A Thousand Miles From Nowhere by Lorenzo Carcaterra

“A Thousand Miles From Nowhere” by Lorenzo Carcaterra, Dangerous Women Edited by Otto Penzler, Mysterious Press, Trade Paperback, $13.95

The story starts with Frank sitting in a deserted airport bar, his back against a window, waiting out a snowstorm. No flights will leave that night. Almost everyone has found someplace to go except him and the bartender.

Then a beautiful woman walks in. This is Josephine, or Joey as she prefers to be called. Frank and Joey strike up a conversation. Joey is a prosecutor from LA. Frank is a hitman. He doesn’t say that, of course, but I’ve known what he does from the second paragraph of the story. It wasn’t stated, but there was enough information that I knew.

The conversation turns to the perfect crime. Joey says that she has seen one perfect crime, the murder of a young woman more than twenty years ago. As the conversation progresses we discover that Frank knows who Joey is, the sister of the woman he murdered all that long time ago. He knows she’s been hunting him. He’s always been a few steps ahead of her until tonight, until a snowstorm and two canceled flights.

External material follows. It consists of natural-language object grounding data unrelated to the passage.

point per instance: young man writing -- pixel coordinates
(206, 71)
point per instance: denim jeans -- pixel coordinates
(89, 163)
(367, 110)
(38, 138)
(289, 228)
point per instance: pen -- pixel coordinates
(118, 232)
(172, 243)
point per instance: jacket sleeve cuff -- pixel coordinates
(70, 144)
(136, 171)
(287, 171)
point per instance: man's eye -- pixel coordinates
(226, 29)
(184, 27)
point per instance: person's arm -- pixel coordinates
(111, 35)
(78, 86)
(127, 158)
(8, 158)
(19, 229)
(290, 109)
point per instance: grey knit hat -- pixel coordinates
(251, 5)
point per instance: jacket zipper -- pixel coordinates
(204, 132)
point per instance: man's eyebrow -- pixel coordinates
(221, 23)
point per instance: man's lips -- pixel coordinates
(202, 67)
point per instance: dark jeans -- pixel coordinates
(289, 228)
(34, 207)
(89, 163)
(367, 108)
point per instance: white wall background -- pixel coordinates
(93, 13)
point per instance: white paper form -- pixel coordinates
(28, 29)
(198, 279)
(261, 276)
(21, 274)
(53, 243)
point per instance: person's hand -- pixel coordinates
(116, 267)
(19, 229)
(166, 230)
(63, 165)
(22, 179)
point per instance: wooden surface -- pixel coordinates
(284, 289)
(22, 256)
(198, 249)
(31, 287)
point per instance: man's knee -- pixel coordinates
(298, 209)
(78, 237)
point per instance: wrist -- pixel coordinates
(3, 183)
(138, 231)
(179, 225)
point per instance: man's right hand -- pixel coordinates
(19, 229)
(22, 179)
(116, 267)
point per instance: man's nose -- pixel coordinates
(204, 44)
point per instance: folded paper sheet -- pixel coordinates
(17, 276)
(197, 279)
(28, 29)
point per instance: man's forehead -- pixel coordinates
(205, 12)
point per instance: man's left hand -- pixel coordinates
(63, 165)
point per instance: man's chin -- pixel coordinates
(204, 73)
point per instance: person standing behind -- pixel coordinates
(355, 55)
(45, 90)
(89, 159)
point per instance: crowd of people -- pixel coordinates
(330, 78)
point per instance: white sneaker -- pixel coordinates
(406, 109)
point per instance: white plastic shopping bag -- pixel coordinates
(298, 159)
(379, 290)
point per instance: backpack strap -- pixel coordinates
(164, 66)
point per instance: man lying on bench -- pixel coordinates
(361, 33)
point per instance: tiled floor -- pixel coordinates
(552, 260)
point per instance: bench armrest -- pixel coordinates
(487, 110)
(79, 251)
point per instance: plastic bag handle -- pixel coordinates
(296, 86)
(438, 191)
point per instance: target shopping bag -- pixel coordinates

Not a lot happens in this story, but that’s OK. The conversation between Frank and Joey is done well enough to keep your interest. The conflict is there, at first between Mother Nature and two people who need to be somewhere else, then between a prosecutor and a businessman who is really a criminal, then between hunter and hunted.

The ending was a little disappointing, but I think that was more due to something small the author missed than anything to do with the way the story turned out. I can’t tell you what the mistake was without giving away the ending, but I have given you a hint above, something you can also find in the story.

In short, a good story that could have been better had Mr. Carcaterra paid attention.